On statistics and virtue: ANVUR’s criteria for the evaluation of research quality (VQR 2020-2024) and the European reform of research evaluation (COARA)

The European Union, recognizing that quantitative evaluation of research harms quality for the sake of quantity, urged evaluators, universities, research institutions, and scholarly societies to join together in a coalition (COARA) for the reform of evaluation itself. Even the Italian evaluation agency. ANVUR, joined the coalition and committed itself to reducing bibliometrics to a complement to qualitative evaluation (peer review), which cannot be done without reading the texts. However, ANVUR has hardly fulfilled its commitments: it continues to use bibliometrics in the five-year evaluation of research quality (Valutazione della qualità della ricerca or VQR) and in the national scientific qualification for professorships (Abilitazione scientifica nazionale or ASN). In the SSH field, a list of scientific journals drawn up by experts appointed by the Agency is and will continue to be maintained, while in the STEMMfields, bibliometric criteria calculated on proprietary databases are still used. Despite the COARA commitments, these criteria are mandatory and not complementary for the selection of candidates and potential commissioners for the ASN, as well as for the eligibility of expert evaluators in the VQR. And in cases where they are formally complementary, such as in the evaluation of works subject to the VQR, the rule can be easily circumvented under the cloak of anonymous review.
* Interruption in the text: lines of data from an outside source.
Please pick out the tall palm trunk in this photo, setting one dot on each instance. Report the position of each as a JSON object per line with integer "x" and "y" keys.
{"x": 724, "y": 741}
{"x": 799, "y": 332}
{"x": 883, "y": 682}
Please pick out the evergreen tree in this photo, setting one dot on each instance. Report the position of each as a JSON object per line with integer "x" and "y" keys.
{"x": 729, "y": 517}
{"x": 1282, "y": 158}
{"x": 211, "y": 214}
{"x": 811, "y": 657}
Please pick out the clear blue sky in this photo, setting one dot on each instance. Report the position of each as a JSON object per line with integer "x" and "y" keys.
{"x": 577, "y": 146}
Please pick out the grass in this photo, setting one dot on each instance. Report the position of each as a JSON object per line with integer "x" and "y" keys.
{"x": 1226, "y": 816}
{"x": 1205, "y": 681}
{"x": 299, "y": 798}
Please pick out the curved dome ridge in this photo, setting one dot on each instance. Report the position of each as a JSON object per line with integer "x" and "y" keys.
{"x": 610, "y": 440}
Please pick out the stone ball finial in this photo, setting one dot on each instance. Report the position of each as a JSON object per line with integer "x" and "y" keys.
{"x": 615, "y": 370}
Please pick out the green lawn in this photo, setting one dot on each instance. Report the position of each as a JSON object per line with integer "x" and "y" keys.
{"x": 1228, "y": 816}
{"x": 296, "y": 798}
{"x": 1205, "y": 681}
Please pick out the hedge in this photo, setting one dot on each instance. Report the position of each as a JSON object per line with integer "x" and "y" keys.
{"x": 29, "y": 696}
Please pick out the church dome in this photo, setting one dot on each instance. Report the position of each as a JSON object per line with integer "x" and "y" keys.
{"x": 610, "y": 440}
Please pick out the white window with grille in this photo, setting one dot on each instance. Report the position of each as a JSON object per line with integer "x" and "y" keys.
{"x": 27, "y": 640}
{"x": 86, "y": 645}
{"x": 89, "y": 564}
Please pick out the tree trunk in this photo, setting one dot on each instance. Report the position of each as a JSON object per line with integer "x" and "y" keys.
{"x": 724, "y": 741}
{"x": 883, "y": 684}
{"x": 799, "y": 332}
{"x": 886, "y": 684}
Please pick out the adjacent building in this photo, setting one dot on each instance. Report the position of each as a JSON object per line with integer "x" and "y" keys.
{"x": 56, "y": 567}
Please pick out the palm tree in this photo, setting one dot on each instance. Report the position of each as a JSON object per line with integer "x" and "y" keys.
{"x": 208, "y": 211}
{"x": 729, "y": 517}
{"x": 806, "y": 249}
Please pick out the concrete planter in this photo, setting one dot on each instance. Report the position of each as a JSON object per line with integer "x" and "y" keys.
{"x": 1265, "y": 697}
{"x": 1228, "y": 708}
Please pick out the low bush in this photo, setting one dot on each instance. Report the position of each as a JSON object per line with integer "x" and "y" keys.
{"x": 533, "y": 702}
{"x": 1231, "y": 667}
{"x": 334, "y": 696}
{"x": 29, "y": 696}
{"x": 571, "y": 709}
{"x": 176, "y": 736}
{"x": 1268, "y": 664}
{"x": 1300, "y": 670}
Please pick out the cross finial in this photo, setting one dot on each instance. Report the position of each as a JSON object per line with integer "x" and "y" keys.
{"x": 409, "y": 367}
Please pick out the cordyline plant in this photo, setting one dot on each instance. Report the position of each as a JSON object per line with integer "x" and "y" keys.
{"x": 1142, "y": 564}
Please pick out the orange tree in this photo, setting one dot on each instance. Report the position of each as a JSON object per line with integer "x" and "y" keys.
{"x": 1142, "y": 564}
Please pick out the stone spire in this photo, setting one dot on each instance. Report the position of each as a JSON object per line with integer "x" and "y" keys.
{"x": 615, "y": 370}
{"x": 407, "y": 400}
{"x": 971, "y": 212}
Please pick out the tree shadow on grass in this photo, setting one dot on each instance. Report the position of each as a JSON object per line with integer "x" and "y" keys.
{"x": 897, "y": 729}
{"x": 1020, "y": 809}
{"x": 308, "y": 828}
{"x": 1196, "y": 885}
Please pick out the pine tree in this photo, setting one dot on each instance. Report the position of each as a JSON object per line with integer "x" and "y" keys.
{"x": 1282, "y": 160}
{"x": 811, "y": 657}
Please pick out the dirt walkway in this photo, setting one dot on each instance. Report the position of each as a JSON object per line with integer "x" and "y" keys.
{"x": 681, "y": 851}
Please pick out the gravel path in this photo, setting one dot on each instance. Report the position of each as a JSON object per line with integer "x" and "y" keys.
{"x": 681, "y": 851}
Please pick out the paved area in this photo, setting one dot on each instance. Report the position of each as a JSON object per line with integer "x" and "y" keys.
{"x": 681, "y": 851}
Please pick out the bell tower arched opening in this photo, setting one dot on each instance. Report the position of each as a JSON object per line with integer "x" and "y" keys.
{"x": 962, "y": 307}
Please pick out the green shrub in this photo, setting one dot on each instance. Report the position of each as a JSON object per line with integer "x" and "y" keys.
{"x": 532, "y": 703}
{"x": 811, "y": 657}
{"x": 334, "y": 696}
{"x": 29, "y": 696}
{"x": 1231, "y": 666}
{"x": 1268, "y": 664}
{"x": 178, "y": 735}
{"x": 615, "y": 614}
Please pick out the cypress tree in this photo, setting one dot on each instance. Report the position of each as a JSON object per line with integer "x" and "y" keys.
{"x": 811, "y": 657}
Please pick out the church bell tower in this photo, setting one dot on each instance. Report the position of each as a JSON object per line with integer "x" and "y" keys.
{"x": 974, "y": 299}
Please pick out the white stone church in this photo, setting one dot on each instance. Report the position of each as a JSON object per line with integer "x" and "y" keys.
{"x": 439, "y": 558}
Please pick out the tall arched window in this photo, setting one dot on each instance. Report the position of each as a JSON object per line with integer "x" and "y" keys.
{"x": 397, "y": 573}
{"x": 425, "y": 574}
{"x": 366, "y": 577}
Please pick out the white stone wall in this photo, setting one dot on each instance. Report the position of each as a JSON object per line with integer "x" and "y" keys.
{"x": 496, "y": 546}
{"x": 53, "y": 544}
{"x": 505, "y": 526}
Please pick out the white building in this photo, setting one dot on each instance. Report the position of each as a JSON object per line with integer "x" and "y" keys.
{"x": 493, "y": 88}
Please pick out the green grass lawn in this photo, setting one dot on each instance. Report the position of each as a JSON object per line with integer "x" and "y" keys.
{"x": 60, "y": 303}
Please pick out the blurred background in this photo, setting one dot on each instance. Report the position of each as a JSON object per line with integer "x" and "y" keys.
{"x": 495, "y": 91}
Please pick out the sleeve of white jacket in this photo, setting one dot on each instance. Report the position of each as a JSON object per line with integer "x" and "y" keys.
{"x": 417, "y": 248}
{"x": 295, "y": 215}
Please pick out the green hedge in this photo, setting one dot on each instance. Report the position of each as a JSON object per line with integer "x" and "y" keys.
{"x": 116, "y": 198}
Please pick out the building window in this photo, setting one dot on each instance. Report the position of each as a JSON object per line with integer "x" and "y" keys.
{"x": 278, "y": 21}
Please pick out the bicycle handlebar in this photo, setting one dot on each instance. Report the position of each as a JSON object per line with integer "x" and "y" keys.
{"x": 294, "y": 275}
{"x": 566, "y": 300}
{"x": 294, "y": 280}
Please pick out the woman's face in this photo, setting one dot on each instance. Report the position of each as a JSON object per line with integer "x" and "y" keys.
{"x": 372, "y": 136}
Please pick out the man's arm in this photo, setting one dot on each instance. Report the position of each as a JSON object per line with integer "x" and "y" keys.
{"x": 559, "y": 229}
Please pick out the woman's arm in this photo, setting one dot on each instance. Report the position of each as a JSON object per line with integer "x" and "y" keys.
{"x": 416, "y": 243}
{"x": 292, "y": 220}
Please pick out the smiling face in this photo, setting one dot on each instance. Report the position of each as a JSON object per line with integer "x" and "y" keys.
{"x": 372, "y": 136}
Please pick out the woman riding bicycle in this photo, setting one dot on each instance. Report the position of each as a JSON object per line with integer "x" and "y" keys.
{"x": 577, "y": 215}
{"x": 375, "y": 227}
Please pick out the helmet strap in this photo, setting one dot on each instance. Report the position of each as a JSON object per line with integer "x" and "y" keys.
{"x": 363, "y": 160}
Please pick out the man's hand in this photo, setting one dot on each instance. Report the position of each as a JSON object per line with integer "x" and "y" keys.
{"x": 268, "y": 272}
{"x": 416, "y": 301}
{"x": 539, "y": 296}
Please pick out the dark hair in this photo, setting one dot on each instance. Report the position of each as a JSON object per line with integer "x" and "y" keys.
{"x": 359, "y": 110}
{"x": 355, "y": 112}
Why did ANVUR not honor its signature? One possible explanation is that it is not an autonomous entity, and COARA may have made a mistake in including it in its coalition instead of the Italian Ministry of University and Research. However, the literature produced by scholars who are practically and theoretically close to Italian state evaluation suggests at least one other hypothesis: peer review involves reading of texts, a process that is not scalable. Moreover, that personal idiosyncrasies influence both the selection of evaluators and the evaluations themselves. This may explain why a state and mass evaluation agency such as the Italian one is inclined to cling to bibliometrics As a mass evaluation agency, it needs bibliometrics as a weapon of mass evaluation to maintain its pervasive power. And as a state evaluation agency, it can more easily hide its authoritarian nature behind a veil of statistics.

1. Bibliometrics in the VQR 2020-2024

State evaluation of research, especially when it is as hierarchical and pervasive as in Italy, is an act of mistrust in the freedom of public use of reason. This approach undermines the legitimacy of both state universities and research institutions, which are portrayed as so flawed that they need to be evaluated by a source outside the scientific community. Furthermore, it undermines the legitimacy of the government which enforces it as an administrative measure, without being a scientific authority.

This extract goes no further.